Meldung:

20. November 2015

Jetzt Zuschüsse für Einbruchschutz sichern

Raabe: „Vorsorgen in der dunklen Jahreszeit“

Die Bundesregierung fördert den Einbau von Einbruchschutz im Eigenheim. Ab sofort können private Eigentümer und Mieter Zuschüsse zur Sicherung gegen Wohnungs- und Hauseinbrüche in Anspruch nehmen. Das teilte der SPD-Bundestagsabgeordnete Dr. Sascha Raabe mit. Raabe begrüßt das Förderprogramm, das von der staatlichen Kreditanstalt für Wiederaufbau (KfW) durchgeführt wird: „Die Sicherheit zu Hause in den eigenen vier Wänden ist uns allen wichtig. Gerade jetzt in der dunklen Jahreszeit, in der die Zahl der Einbrüche immer in die Höhe schnellt, sollte man vorsorgen und Maßnahmen zur Einbruchsicherung treffen.“

Gefördert werden der Einbau oder die Nachrüstung einbruch-hemmender Haus- oder Wohnungstüren, die Nachrüstung von Fenstern und einbruchhemmende Rollläden. Das Bundesbauministerium stellt dafür von 2015 bis 2017 jährlich 10 Millionen Euro zur Verfügung. Wer seine Wohnung oder sein Haus gegen Einbruch sichern möchte, erhält zehn Prozent der Investitionskosten, die mindestens 2.000 Euro und höchstens 15.000 Euro betragen dürfen.

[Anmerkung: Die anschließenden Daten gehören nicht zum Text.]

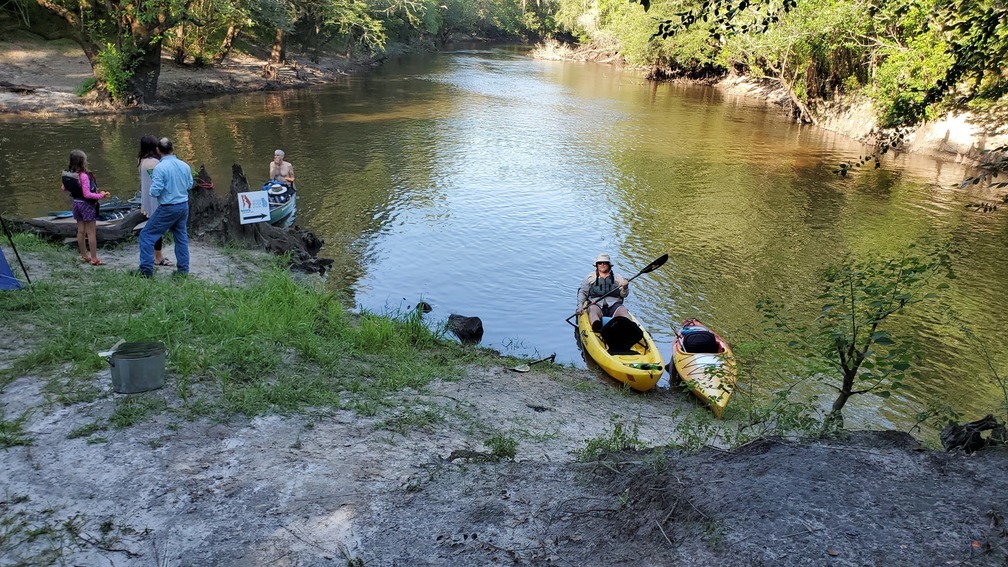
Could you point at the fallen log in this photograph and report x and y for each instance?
(216, 219)
(970, 437)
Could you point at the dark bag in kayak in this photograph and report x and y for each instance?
(620, 334)
(701, 342)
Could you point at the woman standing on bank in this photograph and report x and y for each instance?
(146, 159)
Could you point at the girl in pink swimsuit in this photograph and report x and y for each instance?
(80, 183)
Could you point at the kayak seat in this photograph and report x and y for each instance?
(620, 334)
(701, 342)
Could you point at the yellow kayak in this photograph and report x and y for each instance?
(639, 366)
(705, 362)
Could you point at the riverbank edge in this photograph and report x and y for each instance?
(962, 137)
(191, 482)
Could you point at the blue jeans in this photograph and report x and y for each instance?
(165, 218)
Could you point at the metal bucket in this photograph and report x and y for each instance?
(138, 367)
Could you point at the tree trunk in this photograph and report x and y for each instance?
(217, 219)
(179, 55)
(229, 40)
(277, 54)
(143, 85)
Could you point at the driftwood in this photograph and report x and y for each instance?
(468, 329)
(212, 219)
(215, 219)
(970, 437)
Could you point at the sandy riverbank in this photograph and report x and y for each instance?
(334, 486)
(330, 486)
(38, 78)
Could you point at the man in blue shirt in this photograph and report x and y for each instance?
(171, 181)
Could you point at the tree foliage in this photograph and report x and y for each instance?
(848, 344)
(123, 39)
(915, 57)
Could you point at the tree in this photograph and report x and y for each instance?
(849, 338)
(122, 40)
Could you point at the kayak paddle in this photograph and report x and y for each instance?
(658, 262)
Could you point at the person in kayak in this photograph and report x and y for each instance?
(602, 293)
(279, 171)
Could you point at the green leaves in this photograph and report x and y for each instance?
(859, 297)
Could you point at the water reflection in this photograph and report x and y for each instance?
(485, 183)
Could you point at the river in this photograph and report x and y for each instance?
(485, 183)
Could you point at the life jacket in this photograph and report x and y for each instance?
(603, 287)
(72, 183)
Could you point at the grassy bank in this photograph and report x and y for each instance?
(277, 345)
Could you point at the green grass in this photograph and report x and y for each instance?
(277, 345)
(12, 432)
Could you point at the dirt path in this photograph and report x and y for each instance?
(326, 488)
(329, 488)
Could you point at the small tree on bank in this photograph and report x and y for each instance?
(849, 339)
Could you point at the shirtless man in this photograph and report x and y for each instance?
(280, 171)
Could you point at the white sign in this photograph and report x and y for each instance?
(253, 207)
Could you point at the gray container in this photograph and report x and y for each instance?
(138, 367)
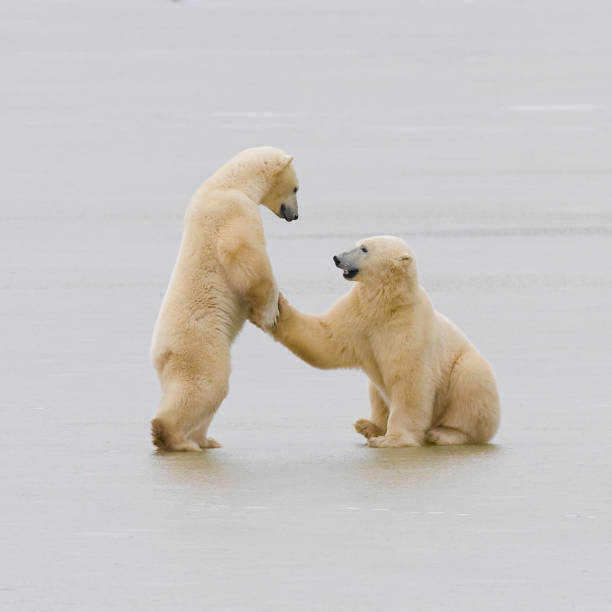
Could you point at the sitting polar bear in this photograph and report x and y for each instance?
(427, 382)
(222, 277)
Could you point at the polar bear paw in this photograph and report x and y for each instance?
(269, 316)
(394, 441)
(367, 429)
(446, 436)
(209, 443)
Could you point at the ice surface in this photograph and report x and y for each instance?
(478, 131)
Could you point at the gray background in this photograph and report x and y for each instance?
(477, 131)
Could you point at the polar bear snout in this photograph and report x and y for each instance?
(343, 261)
(288, 213)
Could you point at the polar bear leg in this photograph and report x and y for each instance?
(379, 414)
(409, 413)
(189, 403)
(199, 436)
(472, 415)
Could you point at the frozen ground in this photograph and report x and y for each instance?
(479, 131)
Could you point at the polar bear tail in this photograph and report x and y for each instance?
(159, 434)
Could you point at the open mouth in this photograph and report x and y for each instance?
(286, 214)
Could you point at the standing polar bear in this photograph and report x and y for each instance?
(222, 277)
(427, 382)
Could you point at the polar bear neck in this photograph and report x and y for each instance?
(390, 293)
(252, 171)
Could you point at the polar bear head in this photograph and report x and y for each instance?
(281, 195)
(378, 259)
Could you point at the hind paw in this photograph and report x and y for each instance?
(209, 443)
(367, 429)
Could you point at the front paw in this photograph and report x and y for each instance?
(394, 441)
(269, 316)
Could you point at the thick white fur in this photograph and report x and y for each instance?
(427, 382)
(222, 277)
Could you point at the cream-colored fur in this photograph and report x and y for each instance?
(222, 277)
(427, 382)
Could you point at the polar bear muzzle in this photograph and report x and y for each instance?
(287, 213)
(345, 263)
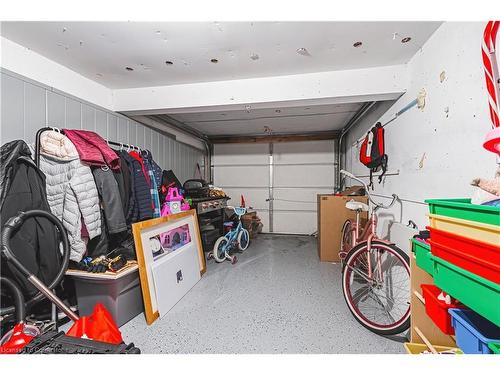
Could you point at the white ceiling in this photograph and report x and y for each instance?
(297, 119)
(102, 50)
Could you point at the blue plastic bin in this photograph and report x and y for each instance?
(473, 333)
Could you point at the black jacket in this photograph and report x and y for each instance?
(143, 208)
(22, 188)
(110, 199)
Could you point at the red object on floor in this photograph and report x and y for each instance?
(480, 258)
(98, 326)
(437, 309)
(17, 341)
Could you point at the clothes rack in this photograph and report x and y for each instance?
(46, 128)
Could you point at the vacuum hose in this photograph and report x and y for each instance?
(18, 298)
(13, 224)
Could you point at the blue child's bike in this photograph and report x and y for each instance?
(238, 236)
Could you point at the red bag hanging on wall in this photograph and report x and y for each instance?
(372, 153)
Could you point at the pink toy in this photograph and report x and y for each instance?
(175, 237)
(174, 203)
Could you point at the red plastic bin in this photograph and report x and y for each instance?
(437, 309)
(480, 258)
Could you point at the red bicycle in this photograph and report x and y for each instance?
(375, 272)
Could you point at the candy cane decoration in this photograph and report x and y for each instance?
(491, 69)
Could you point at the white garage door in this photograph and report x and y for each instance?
(280, 181)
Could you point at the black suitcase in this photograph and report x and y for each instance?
(59, 343)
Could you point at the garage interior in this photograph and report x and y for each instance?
(269, 113)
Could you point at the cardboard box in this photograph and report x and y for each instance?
(332, 215)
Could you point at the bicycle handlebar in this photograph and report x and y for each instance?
(378, 205)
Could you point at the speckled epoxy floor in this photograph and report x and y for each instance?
(278, 298)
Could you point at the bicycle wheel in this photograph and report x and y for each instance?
(346, 241)
(220, 249)
(381, 305)
(243, 239)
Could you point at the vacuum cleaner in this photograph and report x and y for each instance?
(93, 334)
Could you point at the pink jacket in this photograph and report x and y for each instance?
(93, 149)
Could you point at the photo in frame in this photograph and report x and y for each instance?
(170, 258)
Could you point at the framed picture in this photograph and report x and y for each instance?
(158, 242)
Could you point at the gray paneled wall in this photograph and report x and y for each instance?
(26, 106)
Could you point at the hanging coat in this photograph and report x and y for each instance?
(93, 149)
(142, 193)
(36, 243)
(71, 190)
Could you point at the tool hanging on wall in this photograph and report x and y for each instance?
(419, 102)
(492, 76)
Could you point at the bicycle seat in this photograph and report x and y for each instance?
(357, 206)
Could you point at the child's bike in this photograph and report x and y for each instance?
(238, 236)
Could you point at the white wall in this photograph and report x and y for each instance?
(26, 106)
(448, 133)
(25, 62)
(334, 87)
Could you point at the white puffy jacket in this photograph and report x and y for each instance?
(71, 190)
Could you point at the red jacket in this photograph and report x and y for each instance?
(93, 149)
(138, 157)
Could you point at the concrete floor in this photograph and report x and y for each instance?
(278, 298)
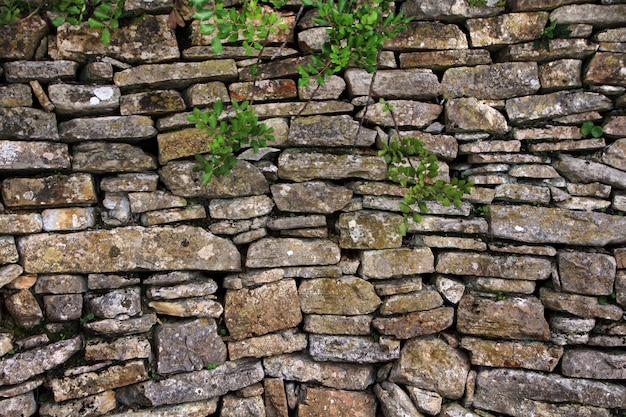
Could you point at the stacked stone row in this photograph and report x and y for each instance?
(285, 289)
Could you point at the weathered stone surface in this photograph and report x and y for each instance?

Je nach Höhe der Investitionskosten liegen die Zuschüsse also zwischen 200 Euro und maximal 1500 Euro. Bei allen Maßnahmen sind sowohl Materialkosten als auch Handwerkerleistungen förderfähig, vorausgesetzt die Durchführung erfolgt durch einen Fachbetrieb.
Raabe wirbt dafür, von dem Programm, das am 19. November gestartet wurde, Gebrauch zu machen: „In der Regel geben Einbrecher bald auf, wenn sie technische Widerstände überwinden müssen und nicht schnell in das Haus oder die Wohnung eindringen können. Machen Sie den Einbrechern das Leben schwer. Schützen Sie sich und ihre Familie und nutzen Sie die Förderung.“ Wer mehr über das Förderprogramm erfahren will, das sich im Übrigen auch gut mit anderen KfW-Programmen etwa zum altersgerechten, barrierefreien Umbau kombinieren lässt, kann sich unter kfw Einbruchschutz informieren.